Before Ray's blogsplosion following Friday's PFF FCC reform program dies down, I want to supplement something Ray says about the Reed Hundt commission on which Susan Ness served as a Democrat appointee. (See especially Ray's Blogsplosion II). In a piece I did for Legal Times in June 2000 entitled "An Agency for Bill and Al" I chronicled how Reed Hundt bragged in his "Revolution" memoir about the extent to which he coordinated FCC activities on a regular basis with the White House. For example, he recited how he "orchestrated" a White House summit to pressure television broadcasters to air additional children's programming, and how, by doing so, "we were helping the President and Vice-President win re-election." He talks about meeting regularly with Ann Lewis in the White House, one of President's Clinton's top political operatives. Read the book, please.
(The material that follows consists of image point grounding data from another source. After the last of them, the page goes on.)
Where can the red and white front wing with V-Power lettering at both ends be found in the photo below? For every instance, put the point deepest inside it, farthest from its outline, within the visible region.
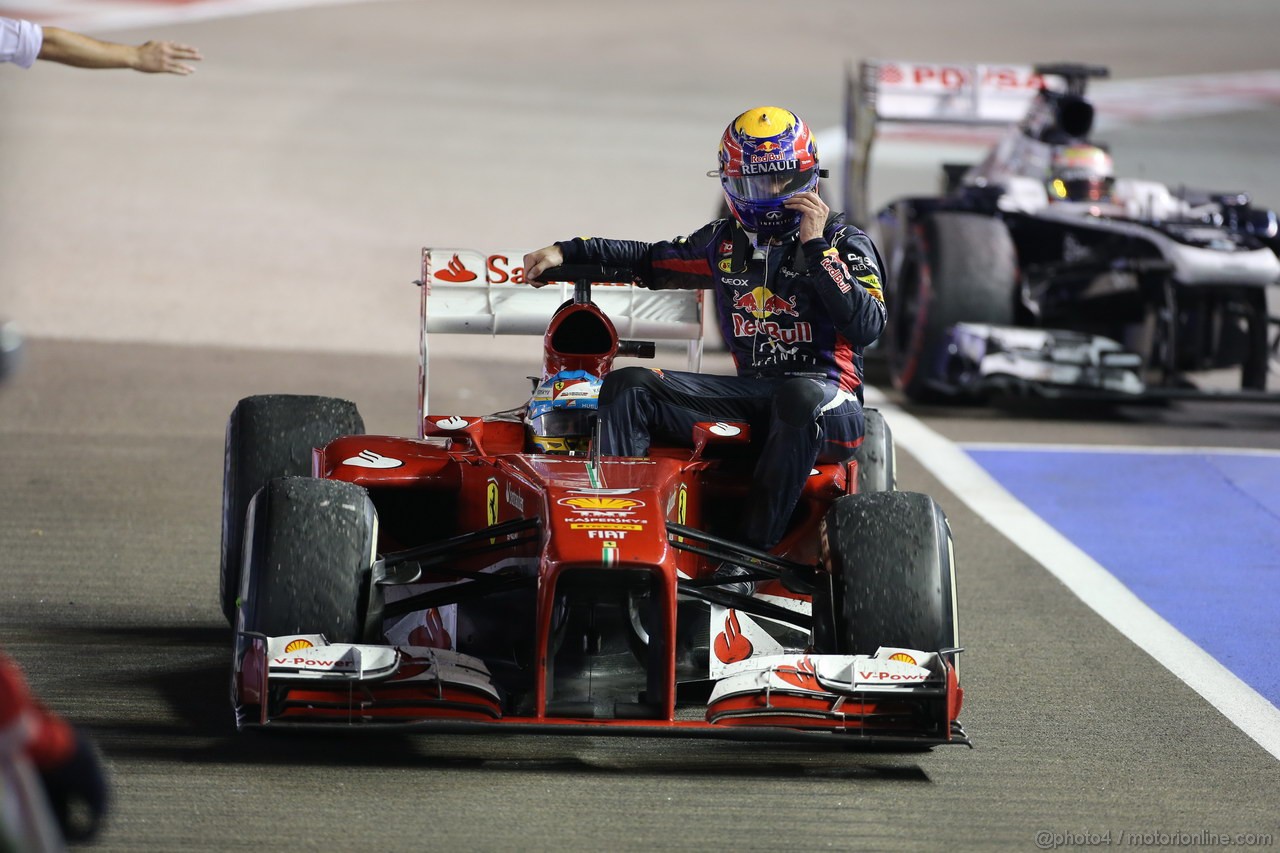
(893, 699)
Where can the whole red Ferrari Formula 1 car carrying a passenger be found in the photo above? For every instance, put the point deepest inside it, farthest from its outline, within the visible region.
(464, 581)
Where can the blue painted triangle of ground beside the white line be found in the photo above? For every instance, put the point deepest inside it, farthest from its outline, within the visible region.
(1195, 533)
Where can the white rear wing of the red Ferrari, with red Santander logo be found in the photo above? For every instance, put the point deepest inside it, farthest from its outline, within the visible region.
(473, 293)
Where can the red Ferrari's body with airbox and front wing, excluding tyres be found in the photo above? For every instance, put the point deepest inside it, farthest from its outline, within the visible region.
(591, 523)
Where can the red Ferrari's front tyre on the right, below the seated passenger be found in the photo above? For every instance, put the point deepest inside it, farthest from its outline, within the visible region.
(893, 576)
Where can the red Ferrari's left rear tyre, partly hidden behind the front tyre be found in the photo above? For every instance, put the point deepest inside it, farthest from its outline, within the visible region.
(271, 436)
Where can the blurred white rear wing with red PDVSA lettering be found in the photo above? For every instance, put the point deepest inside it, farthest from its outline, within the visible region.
(881, 92)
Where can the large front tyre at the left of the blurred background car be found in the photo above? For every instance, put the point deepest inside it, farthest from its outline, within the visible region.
(959, 268)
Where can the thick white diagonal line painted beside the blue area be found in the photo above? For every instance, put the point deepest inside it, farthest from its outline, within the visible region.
(1089, 581)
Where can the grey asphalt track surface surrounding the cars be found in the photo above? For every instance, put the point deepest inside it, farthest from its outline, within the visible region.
(173, 245)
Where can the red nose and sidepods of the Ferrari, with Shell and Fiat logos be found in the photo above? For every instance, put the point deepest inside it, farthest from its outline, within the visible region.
(666, 487)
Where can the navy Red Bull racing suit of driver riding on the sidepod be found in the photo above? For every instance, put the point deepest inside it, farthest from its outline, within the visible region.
(796, 320)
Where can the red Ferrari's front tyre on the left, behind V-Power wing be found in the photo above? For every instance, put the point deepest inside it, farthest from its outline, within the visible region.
(310, 562)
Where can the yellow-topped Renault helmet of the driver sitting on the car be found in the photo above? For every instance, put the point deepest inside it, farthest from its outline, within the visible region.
(767, 156)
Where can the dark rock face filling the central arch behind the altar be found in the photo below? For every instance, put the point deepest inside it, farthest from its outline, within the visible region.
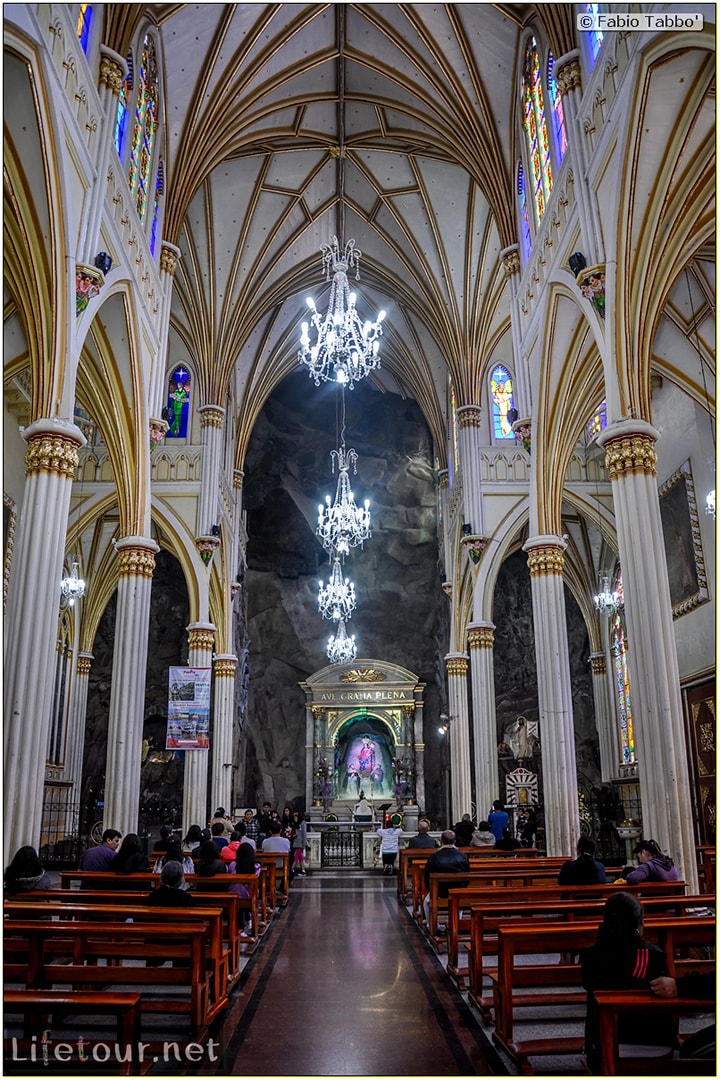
(400, 602)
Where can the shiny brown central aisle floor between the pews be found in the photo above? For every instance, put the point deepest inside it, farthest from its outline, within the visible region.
(346, 987)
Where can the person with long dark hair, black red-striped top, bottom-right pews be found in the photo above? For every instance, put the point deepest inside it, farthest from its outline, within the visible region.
(622, 961)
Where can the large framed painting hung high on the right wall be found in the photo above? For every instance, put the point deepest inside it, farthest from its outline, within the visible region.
(684, 551)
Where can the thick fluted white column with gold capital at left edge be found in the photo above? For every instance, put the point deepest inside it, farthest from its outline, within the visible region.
(33, 609)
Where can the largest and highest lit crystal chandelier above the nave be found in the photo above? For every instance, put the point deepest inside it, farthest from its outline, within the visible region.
(346, 349)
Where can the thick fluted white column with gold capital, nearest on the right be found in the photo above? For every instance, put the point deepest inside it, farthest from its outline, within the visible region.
(658, 719)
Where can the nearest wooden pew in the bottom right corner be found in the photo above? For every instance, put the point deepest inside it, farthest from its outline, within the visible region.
(612, 1004)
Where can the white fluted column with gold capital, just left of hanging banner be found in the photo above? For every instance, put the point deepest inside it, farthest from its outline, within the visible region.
(127, 717)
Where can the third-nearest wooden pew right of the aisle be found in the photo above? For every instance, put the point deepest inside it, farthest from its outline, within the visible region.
(485, 922)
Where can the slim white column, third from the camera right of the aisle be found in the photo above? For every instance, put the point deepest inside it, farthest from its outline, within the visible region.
(481, 644)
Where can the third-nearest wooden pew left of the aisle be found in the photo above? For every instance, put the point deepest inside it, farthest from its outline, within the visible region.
(220, 956)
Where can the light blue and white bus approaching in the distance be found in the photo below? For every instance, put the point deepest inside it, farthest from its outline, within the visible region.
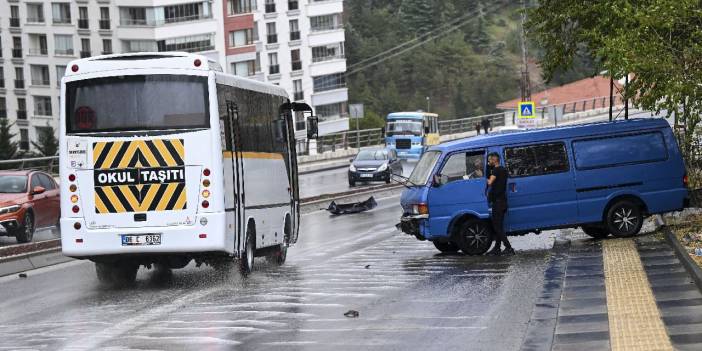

I doubt Susan Ness, who spoke at Friday's seminar, was oblivious to all the White House coordination. I expect she welcomed it, if it would help secure a Children's Television Rule more to her liking.
I don't much appreciate those who act as if the FCC is not already a institution heavily influenced by politics. And I appreciate much less anyone who acts like the politics that do exist only come from one side of the political aisle.
What I do believe is what I said way back in the June 2000 Legal Times article, when I didn't know and (for purposes of the point I was making) could have cared less about who would be elected president that November:
As much as anything else, You Say You Want a Revolution is Reed Hundt's justification for why he coordinated his actions so closely with the White House. He may be on to something. Placing what's left of a slimmed-down FCC in the executive branch at least would place accountability for policy making squarely in the president's hands.
In other words, political accountability for policymaking decisions that Congress has delegated and refused to make itself is a good thing in a democracy, not a bad thing. As I said at Friday's seminar, there is no one right answer to policy questions such as media ownership (or the question of how much children's television programming should be mandated, or what type) that is discernible by "expert" commissioners. If the White House wants to closely coordinate policy on Children's Television with the FCC, as the Clinton White House clearly did, that is fine with me---but only so long as some don't pretend that politics is not involved and so as long as the president can be held accountable at the ballot box for the resulting policy.